EESC opinion: Summary of the costs and benefits of Investments in occupational safety and health (OSH) (Exploratory opinion at the request of the Finnish Presidency)

Key points

  • This opinion identifies new challenges in the area of Occupational Safety and Health (OSH), such as job quality, equality, digitalisation and climate change.
  • The EESC stresses the important role played by the social partners and civil society organisations in developing and implementing sustainable OSH policies.
  • Investments in OSH contribute not only to enhanced wellbeing for workers and entrepreneurs but also to high returns, particularly in terms of cost reduction, greater productivity and sustainability of social security systems.

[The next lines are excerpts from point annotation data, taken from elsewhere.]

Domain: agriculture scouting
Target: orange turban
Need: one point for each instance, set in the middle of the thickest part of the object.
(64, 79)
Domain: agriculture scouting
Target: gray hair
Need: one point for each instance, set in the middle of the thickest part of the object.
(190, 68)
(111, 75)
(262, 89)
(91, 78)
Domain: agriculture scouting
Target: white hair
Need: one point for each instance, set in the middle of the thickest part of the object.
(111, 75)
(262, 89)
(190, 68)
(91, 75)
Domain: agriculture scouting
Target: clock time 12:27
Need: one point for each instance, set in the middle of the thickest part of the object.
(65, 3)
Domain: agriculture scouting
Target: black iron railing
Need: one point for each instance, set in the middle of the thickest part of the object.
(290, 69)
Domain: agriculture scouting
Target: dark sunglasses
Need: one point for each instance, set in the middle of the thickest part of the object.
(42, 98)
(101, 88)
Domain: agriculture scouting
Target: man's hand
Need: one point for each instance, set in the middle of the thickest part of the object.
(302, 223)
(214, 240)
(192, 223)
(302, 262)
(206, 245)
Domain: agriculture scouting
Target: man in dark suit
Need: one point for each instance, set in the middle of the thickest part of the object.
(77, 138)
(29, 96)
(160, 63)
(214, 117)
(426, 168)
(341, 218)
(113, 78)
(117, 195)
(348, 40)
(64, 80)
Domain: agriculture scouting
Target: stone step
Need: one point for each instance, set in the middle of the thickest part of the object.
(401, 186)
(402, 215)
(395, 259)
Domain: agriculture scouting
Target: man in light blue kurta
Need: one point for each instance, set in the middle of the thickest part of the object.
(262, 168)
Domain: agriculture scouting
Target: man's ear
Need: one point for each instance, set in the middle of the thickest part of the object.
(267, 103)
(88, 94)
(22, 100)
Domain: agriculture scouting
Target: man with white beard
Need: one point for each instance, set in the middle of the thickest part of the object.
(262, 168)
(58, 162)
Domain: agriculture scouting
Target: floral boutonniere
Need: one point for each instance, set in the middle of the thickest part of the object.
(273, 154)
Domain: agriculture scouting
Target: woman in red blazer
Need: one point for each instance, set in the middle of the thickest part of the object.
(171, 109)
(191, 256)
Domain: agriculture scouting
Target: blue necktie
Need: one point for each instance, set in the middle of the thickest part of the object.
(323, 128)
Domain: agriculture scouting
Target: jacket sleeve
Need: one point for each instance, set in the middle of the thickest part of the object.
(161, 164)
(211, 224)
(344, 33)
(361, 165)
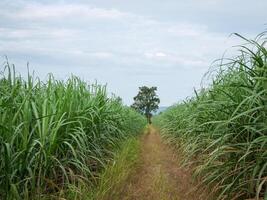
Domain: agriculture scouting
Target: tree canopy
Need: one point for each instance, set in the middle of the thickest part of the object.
(146, 101)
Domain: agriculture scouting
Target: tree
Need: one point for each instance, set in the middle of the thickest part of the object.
(146, 101)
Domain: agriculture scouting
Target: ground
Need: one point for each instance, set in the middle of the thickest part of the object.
(160, 175)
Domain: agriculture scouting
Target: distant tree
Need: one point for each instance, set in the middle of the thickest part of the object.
(146, 101)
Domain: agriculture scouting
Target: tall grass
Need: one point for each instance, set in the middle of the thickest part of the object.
(55, 133)
(225, 126)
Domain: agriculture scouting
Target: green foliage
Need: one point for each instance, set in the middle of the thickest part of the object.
(225, 126)
(54, 134)
(146, 101)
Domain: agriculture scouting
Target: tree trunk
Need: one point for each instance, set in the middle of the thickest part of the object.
(148, 116)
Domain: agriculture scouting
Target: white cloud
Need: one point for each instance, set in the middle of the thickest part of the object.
(59, 11)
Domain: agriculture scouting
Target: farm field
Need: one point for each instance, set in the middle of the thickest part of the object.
(133, 100)
(70, 140)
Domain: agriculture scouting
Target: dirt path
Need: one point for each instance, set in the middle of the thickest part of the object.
(159, 176)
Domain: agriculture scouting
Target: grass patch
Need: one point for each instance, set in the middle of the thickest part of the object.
(113, 178)
(224, 126)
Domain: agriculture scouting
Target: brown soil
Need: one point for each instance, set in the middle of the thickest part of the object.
(160, 175)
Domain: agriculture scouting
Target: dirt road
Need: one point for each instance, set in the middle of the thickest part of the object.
(160, 175)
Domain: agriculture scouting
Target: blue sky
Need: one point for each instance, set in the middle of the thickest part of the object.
(126, 44)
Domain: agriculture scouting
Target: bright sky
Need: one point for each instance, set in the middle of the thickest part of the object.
(126, 43)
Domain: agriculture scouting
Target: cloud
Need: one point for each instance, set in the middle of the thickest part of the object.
(124, 43)
(40, 11)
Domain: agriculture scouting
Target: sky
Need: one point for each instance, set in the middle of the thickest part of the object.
(170, 44)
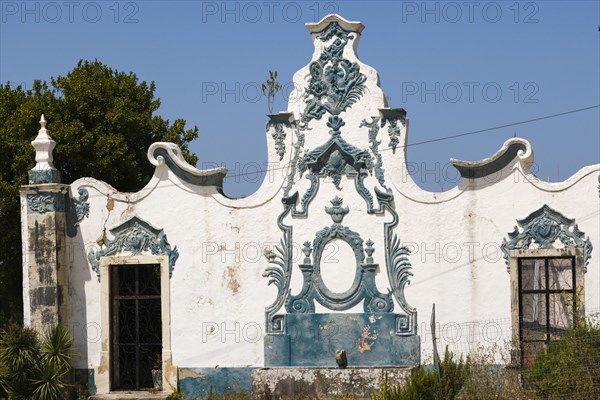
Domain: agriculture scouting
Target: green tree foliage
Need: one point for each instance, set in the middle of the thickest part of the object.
(570, 367)
(103, 122)
(426, 384)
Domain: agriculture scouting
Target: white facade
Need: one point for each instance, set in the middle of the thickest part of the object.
(218, 293)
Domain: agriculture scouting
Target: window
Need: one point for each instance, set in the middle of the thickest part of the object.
(547, 301)
(547, 292)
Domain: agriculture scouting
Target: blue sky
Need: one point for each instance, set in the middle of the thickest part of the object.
(454, 66)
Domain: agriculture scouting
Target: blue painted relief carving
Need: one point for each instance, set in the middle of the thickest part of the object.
(277, 122)
(334, 85)
(363, 287)
(378, 165)
(77, 209)
(392, 117)
(280, 272)
(543, 228)
(46, 202)
(335, 82)
(296, 166)
(135, 237)
(337, 212)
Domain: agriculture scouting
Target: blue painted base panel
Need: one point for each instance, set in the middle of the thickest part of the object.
(311, 340)
(197, 383)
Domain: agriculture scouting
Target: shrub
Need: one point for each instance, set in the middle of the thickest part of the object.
(427, 384)
(33, 369)
(570, 366)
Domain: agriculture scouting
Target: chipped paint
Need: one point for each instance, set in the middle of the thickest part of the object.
(365, 337)
(232, 281)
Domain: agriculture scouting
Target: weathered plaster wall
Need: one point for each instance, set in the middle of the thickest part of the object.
(218, 292)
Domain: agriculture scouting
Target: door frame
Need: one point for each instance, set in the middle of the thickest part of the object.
(102, 373)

  • The EESC calls for more public and private investment in OSH and more financial incentives for companies investing in OSH. Public investments should be tailored to the needs of labour market actors, with a particular focus on Small and Medium-sized Enterprises.
  • The EESC calls for a holistic approach to investment in OSH. Special attention should be given to topics such as psychosocial risks, musculoskeletal disorders, circulatory diseases, cancer and mental health.
  • The EESC calls for more comprehensive studies to better understand the benefits of investment in OSH.  It also calls on Member States to improve transparency when sharing statistical information on work-related diseases and to promote the exchange of good practices.
  • Investments in OSH should be approached from the perspective of job quality. Standard working conditions provide the best prevention of psychosocial risks, thus leading to enhanced wellbeing and higher productivity.
  • The EESC is concerned that access to OSH and thus the benefits of OSH investment are not evenly distributed throughout the EU Member States. Initiatives should take into account dimensions such as gender, ethnicity, age and disability and link the OSH strategy to the debate on equality.
  • The process of digitalisation could bring many positive developments in the area of OSH but the EESC is concerned that some new types of work created by digitalisation could fall outside the scope of OSH regulations. All working people in the EU should be protected by OSH legislation.
  • The EESC underlines that OSH not only provides benefits for the EU economy but is also a fundamental labour right. Promoting OSH standards should also cover countries with which the EU has ratified trade agreements or other forms of cooperation, such as with countries of the Eastern Partnership or the Southern Neighbourhood.